Do l’ultima boccata alla sigaretta e dopodiché sorrido anch’io, ma il mio tempismo è sempre pessimo e mentre apro la bocca da un angolo all’altro lei è già sparita dentro il portone; e io sono ancora morto qui fuori, a boccheggiare manco fossi un pesce fuori dalla boccia.
 
A tra un mese, spero.
 
 
1° aprile
 
Ho una certa ansia, l’aspetto e il cuore mi batte forte, sembra avere un ritmo cadenzato, sembra quasi perdere un colpo ogni volta; tra un battito e l’altro una piccola esitazione: emozione, ansia, amore, un principio d’infarto?
 
Eccola uscire dal portone: è bellissima, oltre ogni ragionevole dubbio, è bellissima, con quella tuta sporca, con quei polsi stanchi, la faccia stravolta e madida di sudore, ma trova sempre il tempo per guardare su, fino al mio balcone, e sorridermi. Questa volta il sacco sembra particolarmente pesante, sembra meno leggiadra dello scorso mese, forse il tempo sta appesantendo anche lei, ma anche la fatica le dona.
 
Il sacco sembra dannatamente pesante: sarebbe giusto scendere e darle una mano, sarebbe gentile, un gesto da ricordare, ma Lei una mano ce l’ha già e sbuca proprio fuori dal sacco nero. È una mano grassoccia, poco gentile, una mano che non ha l’eleganza e nemmeno il colore vivo e lievemente arrossato dalla fatica che potrebbe avere una persona viva.  
 
È una mano livida, morta, inerme.
 
Lei si accorge del problema ma non cerca di nasconderlo, guarda su, il suo viso si fa truce, i suoi occhi diventano gelidi e mette l’indice della sua mano sinistra perpendicolare alle labbra; non sono bravo a cogliere i segnali, ma quel segnale l’ho imparato alle elementari.
 
Scendo giù le scale e di colpo sono davanti a lei, davanti al sacco nero. Il mondo si è fermato, non passa più una macchina, le sedie davanti al bar sono vuote, il mio cuore batte cadenzato, sembra una canzone che conosco, ogni battito un’esitazione.
 
Quegli occhi, i suoi occhi, sembrano contenere tutto il freddo del mondo.
 
Ma io non rinuncio a morire ogni primo del mese, non rinuncerò al nostro appuntamento, e con un gesto risoluto, che non mi appartiene, rificco la mano morta dentro il sacco nero. Adesso so perché molti entrano in quel palazzo ma pochi escono, adesso so, adesso so un sacco di cose.
 
Ma come per ogni cosa ho l’illusione della scelta e questa cosa ho scelto di fingere di non saperla e davanti all’inverno dei suoi occhi faccio una scelta ben precisa: metto anch’io l’indice perpendicolare alle labbra, perché va bene non essere furbi, ma quel gesto lo impari al secondo giorno di elementari.
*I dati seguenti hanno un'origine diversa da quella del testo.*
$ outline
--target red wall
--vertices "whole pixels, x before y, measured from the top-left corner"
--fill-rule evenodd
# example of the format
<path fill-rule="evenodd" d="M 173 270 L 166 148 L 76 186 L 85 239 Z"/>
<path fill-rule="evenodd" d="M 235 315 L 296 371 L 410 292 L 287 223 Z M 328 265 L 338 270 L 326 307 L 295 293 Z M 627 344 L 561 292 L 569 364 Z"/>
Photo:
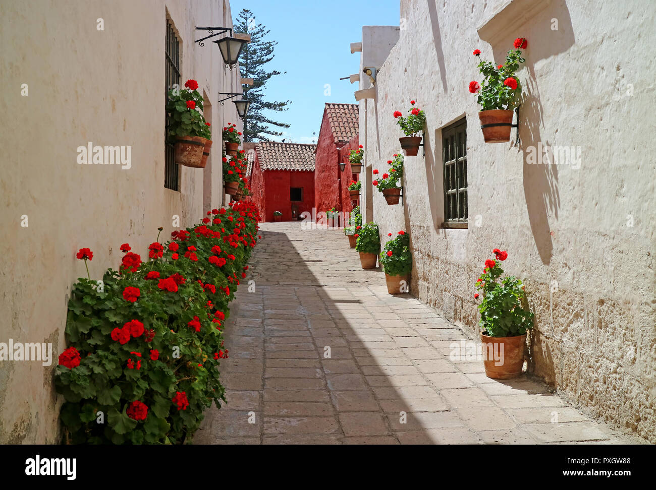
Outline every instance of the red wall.
<path fill-rule="evenodd" d="M 317 208 L 318 215 L 321 212 L 330 210 L 333 206 L 338 211 L 348 212 L 352 210 L 348 185 L 352 180 L 357 181 L 359 175 L 354 179 L 350 164 L 347 163 L 344 172 L 342 172 L 337 163 L 340 160 L 342 155 L 348 155 L 351 149 L 358 148 L 359 141 L 359 138 L 356 135 L 338 152 L 338 145 L 335 143 L 330 122 L 324 111 L 317 141 L 317 157 L 314 167 L 314 207 Z"/>

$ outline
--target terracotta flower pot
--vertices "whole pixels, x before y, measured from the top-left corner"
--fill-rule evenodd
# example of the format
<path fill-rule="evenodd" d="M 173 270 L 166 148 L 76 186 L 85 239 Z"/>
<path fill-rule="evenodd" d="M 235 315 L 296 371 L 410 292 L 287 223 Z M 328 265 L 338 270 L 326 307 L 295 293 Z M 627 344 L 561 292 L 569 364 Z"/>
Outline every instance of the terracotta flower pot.
<path fill-rule="evenodd" d="M 400 189 L 384 189 L 382 195 L 385 197 L 385 200 L 390 206 L 399 204 L 399 197 L 401 195 Z"/>
<path fill-rule="evenodd" d="M 510 141 L 512 113 L 512 110 L 501 109 L 481 111 L 478 113 L 483 138 L 485 143 L 505 143 Z"/>
<path fill-rule="evenodd" d="M 378 254 L 365 254 L 361 252 L 359 254 L 362 269 L 376 269 L 376 259 L 378 259 Z"/>
<path fill-rule="evenodd" d="M 239 188 L 239 182 L 226 182 L 226 194 L 234 196 L 237 193 Z"/>
<path fill-rule="evenodd" d="M 514 337 L 488 337 L 481 333 L 481 343 L 485 376 L 493 379 L 510 379 L 522 374 L 525 333 Z"/>
<path fill-rule="evenodd" d="M 390 276 L 385 273 L 385 282 L 387 283 L 387 292 L 390 294 L 401 294 L 408 292 L 407 274 L 403 276 Z M 401 286 L 403 291 L 401 290 Z"/>
<path fill-rule="evenodd" d="M 200 136 L 179 136 L 174 147 L 175 162 L 194 168 L 204 167 L 205 162 L 201 160 L 206 141 Z"/>
<path fill-rule="evenodd" d="M 230 141 L 226 141 L 226 155 L 229 155 L 232 157 L 236 157 L 237 151 L 239 149 L 239 143 L 230 143 Z"/>
<path fill-rule="evenodd" d="M 421 136 L 403 136 L 399 138 L 401 147 L 405 151 L 407 157 L 416 157 L 421 144 Z"/>
<path fill-rule="evenodd" d="M 211 149 L 212 140 L 205 140 L 205 148 L 203 149 L 203 158 L 201 159 L 201 166 L 203 168 L 207 164 L 207 157 L 209 157 L 209 152 Z"/>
Al secondo giorno di elementari fai già in tempo a essere solo, ma non ancora a essere stupido.
 
Compiuto il gesto inequivocabile vorrei tornare su, ma lei mi blocca, mi stringe il polso e mi abbraccia forte, non fortissimo, un abbraccio da 5, massimo 5 e mezzo, non era un addio, né un arrivederci, era un abbraccio di circostanza.  
 
Non uscivo da anni e quando l’ho fatto non le ho nemmeno parlato. In realtà era meno bella di quanto credessi, era più bella dal quarto piano, era più bella come ipotesi, ma ormai la amo e non posso fare la figura della persona incoerente.
 
Ci vediamo il mese prossimo, ma stavolta stai più attenta Amore mio.